Lazy Merging of Directed Streams Wiki

Overview

Lazy Merging of Directed Streams is a technique for combining directed instruction streams with an initial randomized instruction dump in RISCV-DV. It was introduced as an algorithmic refactoring of a greedy merge process that did not scale well for large generated instruction counts. The refactored process avoids actual queue insertions during placement and instead delays materialization of the merged instruction list until all directed stream injection locations have been recorded.

Problem Addressed

The original RISCV-DV merge process inserted directed stream sequences greedily into the initial instruction dump. It selected a random injection location, checked whether the location fell inside an already inserted directed sequence, retried random selection up to ten times if necessary, and if a valid location was still not found, advanced to the boundary of the conflicting directed stream and inserted the new stream after it.

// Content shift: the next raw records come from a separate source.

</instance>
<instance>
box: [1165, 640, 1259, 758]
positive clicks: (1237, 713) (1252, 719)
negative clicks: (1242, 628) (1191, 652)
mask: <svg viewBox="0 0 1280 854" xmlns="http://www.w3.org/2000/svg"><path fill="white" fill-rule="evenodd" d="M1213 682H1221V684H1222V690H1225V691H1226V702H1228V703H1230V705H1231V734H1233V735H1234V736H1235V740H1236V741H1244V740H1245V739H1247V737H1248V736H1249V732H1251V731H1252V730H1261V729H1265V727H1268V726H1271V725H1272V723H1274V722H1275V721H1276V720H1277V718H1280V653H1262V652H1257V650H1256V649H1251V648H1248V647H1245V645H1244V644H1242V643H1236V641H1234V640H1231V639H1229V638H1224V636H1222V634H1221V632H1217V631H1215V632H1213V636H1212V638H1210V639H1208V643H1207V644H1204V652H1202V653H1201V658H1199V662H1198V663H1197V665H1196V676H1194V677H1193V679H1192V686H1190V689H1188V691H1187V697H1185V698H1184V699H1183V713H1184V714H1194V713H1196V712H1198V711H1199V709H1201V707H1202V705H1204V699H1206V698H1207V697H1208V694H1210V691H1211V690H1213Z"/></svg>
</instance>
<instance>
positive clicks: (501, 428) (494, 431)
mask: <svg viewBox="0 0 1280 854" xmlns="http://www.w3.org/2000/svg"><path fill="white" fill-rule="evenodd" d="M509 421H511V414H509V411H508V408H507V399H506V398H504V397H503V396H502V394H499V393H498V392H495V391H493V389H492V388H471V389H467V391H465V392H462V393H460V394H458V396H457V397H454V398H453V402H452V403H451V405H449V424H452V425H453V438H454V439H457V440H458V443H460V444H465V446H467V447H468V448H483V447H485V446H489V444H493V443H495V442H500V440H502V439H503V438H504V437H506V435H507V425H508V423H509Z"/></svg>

This approach required inserting slices of elements into a SystemVerilog queue. Because insertion can require moving elements before or after the insertion point, the cost grows with both the generated instruction count and the number of directed streams. The cited source characterizes the resulting behavior as O(n²) and notes that the generator did not scale well for instruction counts larger than one hundred thousand.

Technique

Lazy merging changes the merge operation from repeated insertion into a queue to a two-phase process:

Mark injection locations: For each injectable directed stream, a random index is generated to identify where the stream should be injected into the initial randomized dump. No insertion is performed at this stage.
Record stream placement metadata: The selected injection locations are enumerated in an array. If more than one directed stream targets the same location, the streams are connected through a linked-list-like structure using an insert_idx / next_stream field embedded in the stream object.
Materialize the merged dump once: After all directed stream locations have been tabulated, the final merged instruction dump is constructed in a single pass. For each instruction position in the original instruction list, any directed streams recorded for that position are emitted first, followed by the original instruction.

Implementation Characteristics

The listing in the source shows a function mixin_dir_instr_list(riscv_instr_stream[] dir_list) that:

computes the original instruction count and final mixed instruction count,
stores directed stream placement entries in dir_n,
uses urandom(0, instr_count) to select an intended injection index,
chains streams that target the same index through next_stream, and
creates mixed_list by walking the original instruction list and copying any directed streams associated with each position before copying the original instruction.

The final step replaces the original instruction list with the constructed merged list using instr_list.assimilate(mixed_list).

Complexity and Scalability

The cited source states that this refactoring reduces the insertion process to O(n) by avoiding queue insertions and creating the merged function body in one pass. After re-profiling, the merge process was reported to scale well and no longer be a bottleneck for generating large test programs.

Context

The technique appears in the context of making RISCV-DV scalable for very large generated test programs. The source also notes that larger test programs can generate increasingly complex program flows, which are more likely to uncover processor bugs.